Sales of Healthcare Practices

Buying or selling a healthcare practice is a unique transaction that comes with its own related laws and obligations. Our attorneys can help this process by drafting purchase agreements, developing management agreements where appropriate and helping to identify practices that may be possible candidates for purchasing or selling. The New York State Department of Health requires the filing of a change of ownership documents and the Centers for Medicare and Medicaid Services will also require their own 855 applications. Our legal team can ensure that you have the proper documentation filed to have a smooth transition during the buying and selling process. Additionally, we can provide assistance in determining the fair market value of your healthcare practice or another healthcare practice you are interested in purchasing.

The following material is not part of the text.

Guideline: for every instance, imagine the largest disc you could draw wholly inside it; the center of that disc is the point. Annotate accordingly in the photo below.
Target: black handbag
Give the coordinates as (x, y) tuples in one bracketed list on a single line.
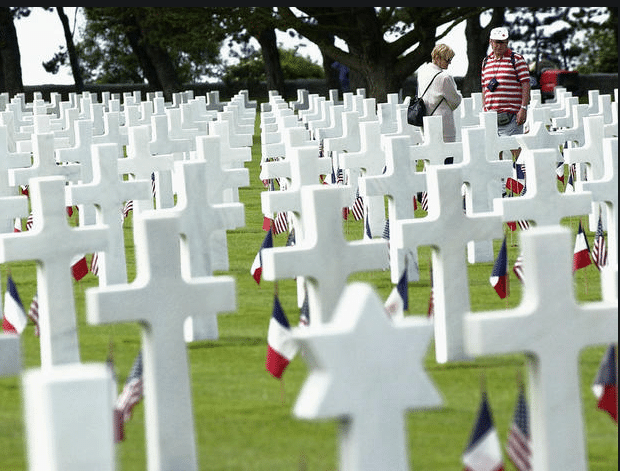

Partnership, Shareholder and Operating Agreements

Partnership and shareholder disputes are common within the healthcare industry, therefore, having a properly drafted and executed agreement can help to avoid unnecessary difficulties as the practice progresses. Occasionally, the relationships you have with an employee, officer, director, or partner will sour and this can lead to a variety of issues such as the departure or the breakup of physicians in your healthcare business. This sort of turmoil affects everyone involved with the business and can stir up financial, ethical, professional, and emotional issues. While an effective partnership, shareholder or operating agreement is helpful during these uncertain times, it is possible that the agreements formed have not covered every issue, or the agreements have become stale with time. Our attorneys will work with you to ensure potential issues are properly addressed within the relevant agreements. If an issue may arise that is not covered by the agreement, a pre-litigation settlement may be negotiated in order to reach an amicable resolution.